Beginning in 2010, traditional Medicare also would face competition from private plans in six metropolitan areas in which at least two private plans enroll at least 25 percent of Medicare beneficiaries. For those who remain in traditional Medicare, premium increases would be capped at 5 percent a year and waived for low-income seniors. The competition would last six years.
The government would provide drug coverage in any region that does not have at least one stand-alone drug plan and one private health plan.
Would spend about $25 billion to increase payments to rural hospitals and doctors, among others.
The bill would speed generic drugs to the market by limiting ability of pharmaceutical companies to block cheaper equivalents.
-Drug importation from Canada:
The bill would maintain the ban on importing prescription drugs. It would allow such drugs from Canada, but only if the Health and Human Services Department certifies safety, something it has declined to do. The legislation would authorize a study of safety issues.
The bill would allow hospitals to avoid future cuts in payments by submitting quality data to the federal agency that runs the Medicare program. At the same time, it would increase payments through Medicaid to hospitals that serve a large number of disadvantaged patients.
The bill would impose an 18-month pause in development of new specialty hospitals and limit expansion of existing ones.
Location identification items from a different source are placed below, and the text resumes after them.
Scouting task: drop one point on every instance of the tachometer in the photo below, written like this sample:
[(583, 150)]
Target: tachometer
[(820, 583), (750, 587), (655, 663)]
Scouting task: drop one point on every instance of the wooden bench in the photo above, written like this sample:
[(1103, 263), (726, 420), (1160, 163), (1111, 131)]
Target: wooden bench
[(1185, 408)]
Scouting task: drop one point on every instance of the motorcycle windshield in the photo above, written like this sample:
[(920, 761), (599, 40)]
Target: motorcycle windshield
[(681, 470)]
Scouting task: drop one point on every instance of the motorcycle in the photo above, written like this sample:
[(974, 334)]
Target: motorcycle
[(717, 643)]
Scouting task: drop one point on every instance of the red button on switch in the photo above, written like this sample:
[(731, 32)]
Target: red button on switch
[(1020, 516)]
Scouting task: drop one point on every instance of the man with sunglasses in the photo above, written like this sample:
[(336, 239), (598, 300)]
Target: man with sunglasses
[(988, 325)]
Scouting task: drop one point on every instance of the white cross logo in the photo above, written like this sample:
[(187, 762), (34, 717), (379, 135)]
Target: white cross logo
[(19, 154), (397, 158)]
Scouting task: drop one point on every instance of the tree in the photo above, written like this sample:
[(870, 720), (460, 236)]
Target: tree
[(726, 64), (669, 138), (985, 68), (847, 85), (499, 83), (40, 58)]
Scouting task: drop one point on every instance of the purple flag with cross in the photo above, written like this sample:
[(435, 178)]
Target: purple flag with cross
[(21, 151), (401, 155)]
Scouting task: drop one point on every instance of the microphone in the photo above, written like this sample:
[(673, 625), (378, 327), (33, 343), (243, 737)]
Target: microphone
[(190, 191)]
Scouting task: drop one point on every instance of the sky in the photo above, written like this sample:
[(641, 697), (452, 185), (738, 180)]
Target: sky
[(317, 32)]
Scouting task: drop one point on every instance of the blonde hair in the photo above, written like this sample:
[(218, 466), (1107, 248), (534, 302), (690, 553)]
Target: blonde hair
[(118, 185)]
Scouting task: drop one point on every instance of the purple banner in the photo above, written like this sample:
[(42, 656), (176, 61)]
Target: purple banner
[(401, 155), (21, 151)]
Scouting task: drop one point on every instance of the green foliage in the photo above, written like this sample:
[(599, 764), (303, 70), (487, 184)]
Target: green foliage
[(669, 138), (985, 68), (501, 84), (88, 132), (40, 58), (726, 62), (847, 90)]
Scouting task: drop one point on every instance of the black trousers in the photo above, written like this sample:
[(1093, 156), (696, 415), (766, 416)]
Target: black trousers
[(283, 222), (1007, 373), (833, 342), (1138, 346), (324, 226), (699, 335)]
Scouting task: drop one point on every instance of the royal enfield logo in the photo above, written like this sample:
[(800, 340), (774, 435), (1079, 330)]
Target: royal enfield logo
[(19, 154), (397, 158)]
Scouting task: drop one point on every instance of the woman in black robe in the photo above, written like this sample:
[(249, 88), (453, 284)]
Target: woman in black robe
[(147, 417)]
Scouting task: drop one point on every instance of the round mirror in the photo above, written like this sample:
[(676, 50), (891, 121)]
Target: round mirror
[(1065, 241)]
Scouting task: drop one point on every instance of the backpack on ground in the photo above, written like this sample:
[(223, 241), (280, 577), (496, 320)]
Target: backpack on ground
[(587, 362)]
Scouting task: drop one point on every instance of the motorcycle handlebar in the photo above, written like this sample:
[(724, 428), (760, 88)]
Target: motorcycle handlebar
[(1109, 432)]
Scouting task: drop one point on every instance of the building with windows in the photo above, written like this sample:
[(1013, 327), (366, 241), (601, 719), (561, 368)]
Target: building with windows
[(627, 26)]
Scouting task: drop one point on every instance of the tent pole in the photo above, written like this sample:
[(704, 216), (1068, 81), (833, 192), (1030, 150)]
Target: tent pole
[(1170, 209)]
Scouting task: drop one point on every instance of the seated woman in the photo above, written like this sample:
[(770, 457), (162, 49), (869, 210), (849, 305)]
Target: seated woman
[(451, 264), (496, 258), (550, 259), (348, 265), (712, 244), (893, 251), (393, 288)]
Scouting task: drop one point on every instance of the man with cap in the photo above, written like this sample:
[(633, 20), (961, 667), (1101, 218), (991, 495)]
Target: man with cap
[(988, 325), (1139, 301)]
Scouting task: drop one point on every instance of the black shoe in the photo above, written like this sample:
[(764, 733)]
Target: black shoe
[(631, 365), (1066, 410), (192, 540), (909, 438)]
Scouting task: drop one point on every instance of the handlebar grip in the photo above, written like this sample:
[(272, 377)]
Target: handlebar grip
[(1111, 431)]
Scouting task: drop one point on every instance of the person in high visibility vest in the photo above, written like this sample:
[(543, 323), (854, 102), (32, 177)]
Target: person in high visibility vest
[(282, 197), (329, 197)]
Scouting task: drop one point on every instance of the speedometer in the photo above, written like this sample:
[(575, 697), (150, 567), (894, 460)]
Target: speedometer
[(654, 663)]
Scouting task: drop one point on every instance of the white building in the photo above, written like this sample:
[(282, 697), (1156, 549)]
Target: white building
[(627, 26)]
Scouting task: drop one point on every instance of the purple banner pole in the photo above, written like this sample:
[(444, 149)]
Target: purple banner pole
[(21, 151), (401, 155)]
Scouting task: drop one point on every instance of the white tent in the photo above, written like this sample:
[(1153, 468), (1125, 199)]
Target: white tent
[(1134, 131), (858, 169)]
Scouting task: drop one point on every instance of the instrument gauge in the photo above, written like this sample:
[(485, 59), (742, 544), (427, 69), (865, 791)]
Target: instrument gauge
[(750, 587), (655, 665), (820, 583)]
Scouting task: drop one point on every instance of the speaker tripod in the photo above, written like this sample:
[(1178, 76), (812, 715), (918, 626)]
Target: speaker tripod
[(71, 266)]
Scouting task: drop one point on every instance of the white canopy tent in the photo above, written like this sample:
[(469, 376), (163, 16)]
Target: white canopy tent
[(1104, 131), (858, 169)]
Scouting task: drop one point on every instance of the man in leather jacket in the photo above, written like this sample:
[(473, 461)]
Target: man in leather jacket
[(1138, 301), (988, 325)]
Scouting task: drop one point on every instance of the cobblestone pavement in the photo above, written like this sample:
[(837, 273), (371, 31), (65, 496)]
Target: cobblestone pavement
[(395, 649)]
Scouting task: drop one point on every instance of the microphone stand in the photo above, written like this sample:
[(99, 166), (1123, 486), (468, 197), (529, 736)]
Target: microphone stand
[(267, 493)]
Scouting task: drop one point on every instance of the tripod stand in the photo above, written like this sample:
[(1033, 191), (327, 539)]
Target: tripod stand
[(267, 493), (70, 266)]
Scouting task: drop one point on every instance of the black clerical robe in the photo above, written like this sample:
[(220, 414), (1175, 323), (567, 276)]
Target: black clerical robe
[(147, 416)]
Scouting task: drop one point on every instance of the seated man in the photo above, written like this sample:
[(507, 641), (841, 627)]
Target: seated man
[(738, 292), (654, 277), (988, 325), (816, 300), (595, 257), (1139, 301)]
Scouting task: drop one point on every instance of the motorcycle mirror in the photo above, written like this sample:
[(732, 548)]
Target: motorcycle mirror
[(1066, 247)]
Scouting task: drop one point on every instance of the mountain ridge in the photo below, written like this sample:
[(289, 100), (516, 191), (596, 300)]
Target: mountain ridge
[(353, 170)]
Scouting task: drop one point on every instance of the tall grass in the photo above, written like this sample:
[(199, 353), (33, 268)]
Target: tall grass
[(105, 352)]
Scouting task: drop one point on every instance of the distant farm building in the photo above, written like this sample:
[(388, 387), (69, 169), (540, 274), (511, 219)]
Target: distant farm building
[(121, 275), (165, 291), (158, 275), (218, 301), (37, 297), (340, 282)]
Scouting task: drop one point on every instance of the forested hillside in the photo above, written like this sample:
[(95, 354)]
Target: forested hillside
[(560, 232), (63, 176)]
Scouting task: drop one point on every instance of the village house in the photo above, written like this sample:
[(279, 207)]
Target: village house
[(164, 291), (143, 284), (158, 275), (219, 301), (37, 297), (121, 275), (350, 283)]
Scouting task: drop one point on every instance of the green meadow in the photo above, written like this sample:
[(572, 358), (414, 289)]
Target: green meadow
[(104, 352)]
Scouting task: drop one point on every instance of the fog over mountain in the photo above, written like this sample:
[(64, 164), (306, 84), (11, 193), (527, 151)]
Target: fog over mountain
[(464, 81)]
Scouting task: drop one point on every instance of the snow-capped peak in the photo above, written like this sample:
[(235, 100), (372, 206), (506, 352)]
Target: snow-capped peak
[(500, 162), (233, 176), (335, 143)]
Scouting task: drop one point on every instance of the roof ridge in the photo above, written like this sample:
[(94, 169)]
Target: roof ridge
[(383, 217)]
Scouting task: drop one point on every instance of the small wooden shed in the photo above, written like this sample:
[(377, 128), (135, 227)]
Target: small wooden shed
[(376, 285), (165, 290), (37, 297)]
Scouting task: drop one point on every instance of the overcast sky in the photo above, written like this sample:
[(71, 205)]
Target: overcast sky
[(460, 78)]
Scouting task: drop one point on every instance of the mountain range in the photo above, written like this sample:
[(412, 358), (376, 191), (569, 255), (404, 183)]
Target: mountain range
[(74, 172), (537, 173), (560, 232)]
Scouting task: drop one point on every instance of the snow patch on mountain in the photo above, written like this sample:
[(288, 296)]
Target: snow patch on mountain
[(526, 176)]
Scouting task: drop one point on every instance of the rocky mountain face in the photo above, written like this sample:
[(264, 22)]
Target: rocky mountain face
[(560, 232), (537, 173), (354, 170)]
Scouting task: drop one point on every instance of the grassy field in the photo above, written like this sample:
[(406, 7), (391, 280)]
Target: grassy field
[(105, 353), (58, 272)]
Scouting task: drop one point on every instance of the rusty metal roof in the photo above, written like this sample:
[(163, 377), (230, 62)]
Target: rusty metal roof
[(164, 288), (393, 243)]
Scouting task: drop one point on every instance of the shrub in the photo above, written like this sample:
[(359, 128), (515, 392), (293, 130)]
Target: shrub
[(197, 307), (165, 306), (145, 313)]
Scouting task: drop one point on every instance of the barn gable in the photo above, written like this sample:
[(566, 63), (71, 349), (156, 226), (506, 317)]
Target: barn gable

The bill would block planned cuts in physician payments in 2004 and 2005 and instead provide a 1.5 percent increase.
The bill would cover an initial doctor's appointment for new Medicare beneficiaries and screening for diabetes and cardiovascular disease. It would provide benefits for coordinated care for people with chronic illnesses, and would increase payments for doctors administering mammograms in hope that more are given.
-Health-related tax savings accounts ealth Savings Accounts):
The bill would allow people with high-deductible health insurance policies - at least $1,000 a year for individuals, $2,000 for couples - to shelter income from taxes. Individuals younger than 65, employers or family members would make pretax contributions equal to the deductible, up to a maximum of $2,600 a year for individuals and $5,150 for families. After 65 years of age, earnings and distribution also would be tax-free, provided the money is used for health expenses, including insurance premiums, prescription drugs and long-term care. Otherwise, a 10 percent penalty would apply.
-Home health care:
The bill would cut payments to home health agencies, but not require co-payments from patients.
When general revenues constitute 45 percent of Medicare spending, Congress and the administration would have to review Medicare's finances.